🍁. Senyum familiar. ✓

12 1 0
                                    


Suara nyaring para makhluk mungil, Yang asyik bercengkraman di balkon kamar pemuda Tan itu, berhasil sambar keheningannya. Saat dia fokus kucek kasar rambut basahnya dengan handuk pun seketika mengguratkan senyum indah diwajahnya, kala dia berjalan menghampiri tiga burung gereja yang mematuk serpihan kelopak bunga yang berserakan, yang layu sebab jarang diperhatikan oleh pemiliknya.

semburan mentari yang beranjak dari persembunyian pun menyoroti wajahnya, seolah menegur ramah Pemuda itu. ketika Riko membuka pintu kaca balkonnya untuk sekedar membaur dengan para tamu kecilnya.

Seakan tak terganggu, para burung
itu tak ada yang berlalu pergi, seolah sudah saling mengenali Sosok lelaki muda itu, salah satunya bahkan ada yang sengaja hinggap dilengannya
ketika Riko sengaja mengulurkan tangan kanannya.

"pagi dayang- dayangku" gelak tawanya saat mengusap kepala burung di lengan kanannya itu, merasa geli akan canda yang dia lontarkan sendiri.

"lama gak ketemu, kalian malah
Makanin Kelopak layu ini, ck. Kasihan banget sih, " Riko merogoh saku celananya dan sebungkus biskuit sisa camilan malamnya, dia sodorkan pada burung didepannya.

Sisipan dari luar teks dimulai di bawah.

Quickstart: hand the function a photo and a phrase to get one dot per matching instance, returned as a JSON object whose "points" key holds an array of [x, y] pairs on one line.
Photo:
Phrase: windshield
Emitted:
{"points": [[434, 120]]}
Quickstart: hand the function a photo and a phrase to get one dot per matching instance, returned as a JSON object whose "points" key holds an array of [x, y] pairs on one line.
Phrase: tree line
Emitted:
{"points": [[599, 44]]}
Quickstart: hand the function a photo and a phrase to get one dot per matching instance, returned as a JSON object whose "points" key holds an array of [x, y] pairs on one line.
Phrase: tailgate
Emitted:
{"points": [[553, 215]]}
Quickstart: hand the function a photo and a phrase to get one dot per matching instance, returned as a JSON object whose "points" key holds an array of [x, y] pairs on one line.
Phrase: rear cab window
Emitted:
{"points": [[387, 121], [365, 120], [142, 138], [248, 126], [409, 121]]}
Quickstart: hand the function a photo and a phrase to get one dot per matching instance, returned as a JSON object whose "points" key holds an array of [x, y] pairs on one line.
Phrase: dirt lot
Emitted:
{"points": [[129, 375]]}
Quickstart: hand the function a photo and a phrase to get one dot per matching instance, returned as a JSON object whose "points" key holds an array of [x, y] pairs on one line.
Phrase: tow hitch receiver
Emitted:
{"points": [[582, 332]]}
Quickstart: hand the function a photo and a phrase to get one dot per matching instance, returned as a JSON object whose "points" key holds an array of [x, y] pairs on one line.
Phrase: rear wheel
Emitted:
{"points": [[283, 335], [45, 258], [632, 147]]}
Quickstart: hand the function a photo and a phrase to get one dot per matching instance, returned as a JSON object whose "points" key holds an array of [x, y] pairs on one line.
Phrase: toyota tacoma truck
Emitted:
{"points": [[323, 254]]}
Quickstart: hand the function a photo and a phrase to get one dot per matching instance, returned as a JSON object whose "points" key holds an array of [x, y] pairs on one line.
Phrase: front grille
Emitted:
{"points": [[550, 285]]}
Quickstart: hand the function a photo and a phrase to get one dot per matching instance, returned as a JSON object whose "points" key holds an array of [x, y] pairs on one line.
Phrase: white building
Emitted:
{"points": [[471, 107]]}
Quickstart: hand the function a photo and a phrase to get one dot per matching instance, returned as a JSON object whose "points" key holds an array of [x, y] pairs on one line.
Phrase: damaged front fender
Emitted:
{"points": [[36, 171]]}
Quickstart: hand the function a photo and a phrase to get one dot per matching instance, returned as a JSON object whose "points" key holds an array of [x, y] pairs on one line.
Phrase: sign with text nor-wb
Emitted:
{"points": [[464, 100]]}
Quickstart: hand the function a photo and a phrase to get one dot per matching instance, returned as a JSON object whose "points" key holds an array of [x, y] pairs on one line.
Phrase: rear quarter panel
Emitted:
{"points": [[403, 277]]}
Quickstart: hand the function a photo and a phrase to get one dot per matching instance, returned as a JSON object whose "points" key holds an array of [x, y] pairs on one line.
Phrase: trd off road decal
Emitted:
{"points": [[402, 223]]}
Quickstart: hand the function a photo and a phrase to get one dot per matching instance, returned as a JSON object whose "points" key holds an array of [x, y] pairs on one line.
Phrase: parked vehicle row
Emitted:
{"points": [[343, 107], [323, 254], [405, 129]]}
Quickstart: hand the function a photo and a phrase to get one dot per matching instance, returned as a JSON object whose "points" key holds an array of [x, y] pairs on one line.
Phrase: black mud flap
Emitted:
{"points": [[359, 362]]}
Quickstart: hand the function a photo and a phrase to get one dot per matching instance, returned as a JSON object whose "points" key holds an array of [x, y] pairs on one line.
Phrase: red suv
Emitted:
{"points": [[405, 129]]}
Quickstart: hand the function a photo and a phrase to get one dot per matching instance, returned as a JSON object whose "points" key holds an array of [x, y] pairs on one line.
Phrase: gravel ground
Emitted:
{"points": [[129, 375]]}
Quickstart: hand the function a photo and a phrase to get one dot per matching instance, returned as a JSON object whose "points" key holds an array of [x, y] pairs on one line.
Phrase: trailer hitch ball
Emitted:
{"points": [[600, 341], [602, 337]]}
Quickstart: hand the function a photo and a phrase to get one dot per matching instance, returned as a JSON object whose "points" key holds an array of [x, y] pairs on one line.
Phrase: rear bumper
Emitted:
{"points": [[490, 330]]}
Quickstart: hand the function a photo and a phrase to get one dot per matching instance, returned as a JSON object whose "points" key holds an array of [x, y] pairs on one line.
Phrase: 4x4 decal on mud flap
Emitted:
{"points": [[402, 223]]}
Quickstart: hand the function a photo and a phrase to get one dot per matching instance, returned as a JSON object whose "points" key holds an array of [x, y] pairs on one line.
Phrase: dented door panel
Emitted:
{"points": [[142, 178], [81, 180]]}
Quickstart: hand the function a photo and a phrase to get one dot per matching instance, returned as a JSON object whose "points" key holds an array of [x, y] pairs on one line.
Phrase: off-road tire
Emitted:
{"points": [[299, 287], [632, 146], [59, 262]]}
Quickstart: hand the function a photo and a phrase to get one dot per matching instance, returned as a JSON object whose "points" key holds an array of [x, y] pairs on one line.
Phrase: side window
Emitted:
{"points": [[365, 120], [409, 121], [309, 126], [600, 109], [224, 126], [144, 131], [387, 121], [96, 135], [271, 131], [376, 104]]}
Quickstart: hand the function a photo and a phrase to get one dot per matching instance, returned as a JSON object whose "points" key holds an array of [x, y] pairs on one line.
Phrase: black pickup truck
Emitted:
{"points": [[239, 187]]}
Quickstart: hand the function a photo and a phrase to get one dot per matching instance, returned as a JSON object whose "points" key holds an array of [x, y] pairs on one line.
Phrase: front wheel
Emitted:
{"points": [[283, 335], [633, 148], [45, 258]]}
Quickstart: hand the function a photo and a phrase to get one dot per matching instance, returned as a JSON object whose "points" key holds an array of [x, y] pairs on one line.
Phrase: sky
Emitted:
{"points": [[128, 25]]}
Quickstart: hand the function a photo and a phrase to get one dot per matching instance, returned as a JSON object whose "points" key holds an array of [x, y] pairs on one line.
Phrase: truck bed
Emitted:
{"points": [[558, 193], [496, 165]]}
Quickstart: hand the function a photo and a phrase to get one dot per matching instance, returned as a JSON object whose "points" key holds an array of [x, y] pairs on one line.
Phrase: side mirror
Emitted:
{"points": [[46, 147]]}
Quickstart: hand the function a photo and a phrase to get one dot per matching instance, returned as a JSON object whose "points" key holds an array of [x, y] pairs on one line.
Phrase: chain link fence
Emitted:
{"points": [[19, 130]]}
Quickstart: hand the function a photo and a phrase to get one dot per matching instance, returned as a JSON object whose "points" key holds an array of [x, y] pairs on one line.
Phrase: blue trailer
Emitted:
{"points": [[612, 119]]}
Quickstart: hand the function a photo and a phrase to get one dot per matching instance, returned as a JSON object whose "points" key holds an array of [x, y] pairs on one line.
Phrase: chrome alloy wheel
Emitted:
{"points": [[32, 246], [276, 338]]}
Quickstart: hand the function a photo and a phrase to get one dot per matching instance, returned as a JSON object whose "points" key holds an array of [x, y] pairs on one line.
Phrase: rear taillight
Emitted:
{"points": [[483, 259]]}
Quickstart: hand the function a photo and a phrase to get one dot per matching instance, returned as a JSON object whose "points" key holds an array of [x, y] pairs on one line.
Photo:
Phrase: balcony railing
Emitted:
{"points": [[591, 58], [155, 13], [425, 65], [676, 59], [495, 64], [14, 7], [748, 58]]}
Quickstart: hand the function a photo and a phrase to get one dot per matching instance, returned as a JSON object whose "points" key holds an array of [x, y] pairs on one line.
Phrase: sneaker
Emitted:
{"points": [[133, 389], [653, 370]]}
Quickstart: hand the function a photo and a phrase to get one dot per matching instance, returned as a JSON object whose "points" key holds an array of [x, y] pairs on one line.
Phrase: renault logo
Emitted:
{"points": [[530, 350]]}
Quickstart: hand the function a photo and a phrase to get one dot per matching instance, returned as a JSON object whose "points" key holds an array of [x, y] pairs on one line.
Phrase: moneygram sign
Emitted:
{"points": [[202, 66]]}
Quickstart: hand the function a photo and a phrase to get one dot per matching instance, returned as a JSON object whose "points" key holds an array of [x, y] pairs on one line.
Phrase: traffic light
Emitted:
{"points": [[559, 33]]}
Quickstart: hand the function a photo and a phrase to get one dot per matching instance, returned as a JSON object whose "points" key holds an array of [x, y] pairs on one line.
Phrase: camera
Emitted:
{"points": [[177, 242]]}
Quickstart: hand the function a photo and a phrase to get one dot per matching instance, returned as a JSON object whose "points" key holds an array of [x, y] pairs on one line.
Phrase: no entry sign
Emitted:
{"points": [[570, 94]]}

Yang langsung disambar

"maaf yang jarang nongol, si aku lagi bertapa dulu kemarin, biasa banyak problema guys" cuapnya sendiri.

Memejamnya sambil menarik napas dalam dalam sekedar menikmati udara pagi yang menyejukan batinnya, lalu melirik kerumunan makhluk kecil sang pencipta, hadirkan untuk menemani
awal aktifitasnya dipagi ini.

Seakan berhasil menerima pesan kecil semesta, bahwa hari indah penuh bahagia akan selalu siap menyambutnya kapanpun. Meski Sanubarinya selalu kembali di tutupi kelabu yang tak kunjung pergi.

Riko pun beranjak untuk segera bersiap, hari ini dia begitu sigap bangun dipagi hari lebih awal dari biasanya, agar tak didahului sang ibu yang akan membangunkannya.

Dia tak mau Ibunya tahu bahwa sejak semalam dan seterusnya nanti. Dia tak akan menempati lagi ruang kamar itu, Riko enggan kebenaran itu diketahui ibunya dan menjadi pemicu pertengkaran orang tuanya. Dan akan menjadi beban untuk sang kakak di kesekian kalinya.

Dia ingin membangun hubungan baru penuh damai dengan sang Ayah dan menggapai keharmonisan keluarga yang seutuhnya, dibanding harus terus memberontak pada Awan untuk bisa mengakui kehadirannya.
Meski dia harus membohongi dirinya.
Demi bisa melihat senyuman dari Sang ibunda dan kakaknya, lebih tepatnya Riko tak mau lagi buat keduanya gelisah dan dirugikan oleh pertengkaran Dia juga Ayahnya.
Maka apapun akan dia lakukan.

...........

Dewi sudah sibuk meracik sarapan untuk sang putri, sudah satu minggu Putrinya menginap di rumahnya, karna masih ngambek pada Abdul sang ayah.

Dengan Langkah gontai Fira turuni anak Tangga dengan mata yang masih berat untuk dia buka lebar.

"Kamu begadang lagi Ra?" buka suara Dewi di meja pantry pada Fira yang duduk di kursi dengan mengucek matanya bak anak kecil.

"Tugas numpuk Bun," sahutnya sambil menguap dan menggeliat untuk membuang kantuknya dan regangkan tubuhnya hingga kembali segar.

"Mandi dulu sana! gadis kok jorok banget sih kamu Ra. ?" keluh Dewi meringis jijik pada sang putri.

"Nyinyir amat Bun, sama anak sendiri"celetuknya dengan cemberut

"Ck, lagian kebiasaan deh. Bangun tuh mandi Ra, baru sarapan, cewe kok Jorok gimana mau ada cowo yang Suka, Bunda gak gitu loh waktu gadis" keluh Dewi menaruh sepiring roti bakar didepan sang putri.

Fira menggeleng jengah akan celotehan Dewi dan mencomot roti didepannya. "Maklumin aja Bun, Yah gini kalo idup sama Duda. Kurang tulaten jadi kebawa" sindir gadis itu.